Dois juízes federais emitiram ordens separadas na quarta-feira (9) impondo obstáculos aos esforços do governo de Donald Trump para usar uma lei de tempos de guerra com o objetivo de deportar migrantes venezuelanos acusados de pertencerem a gangues.
As duas decisões, em Nova York e no Texas, foram respostas à Suprema Corte que, na segunda-feira (7), derrubou ordem semelhante emitida no mês passado por um juiz federal em Washington.
Isso sugere que, embora o presidente dos Estados Unidos tenha declarado vitória quando os juízes da Suprema Corte se pronunciaram sobre o assunto, a disputa sobre o uso da lei de guerra do século 18, a chamada Lei de Inimigos Estrangeiros, está longe de terminar.
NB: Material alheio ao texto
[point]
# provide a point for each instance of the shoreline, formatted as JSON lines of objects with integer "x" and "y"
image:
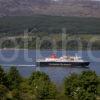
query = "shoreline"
{"x": 44, "y": 49}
Em sua decisão, a Suprema Corte determinou que os imigrantes sujeitos à deportação com base na lei têm de ser notificados, antes de serem removidos do país, para que possam contestar o processo nos tribunais.
Na terça-feira (8), dois venezuelanos detidos na cidade de Goshen, no condado de Orange, em Nova York, pediram ao juiz Alvin K. Hellerstein que os protegesse da deportação.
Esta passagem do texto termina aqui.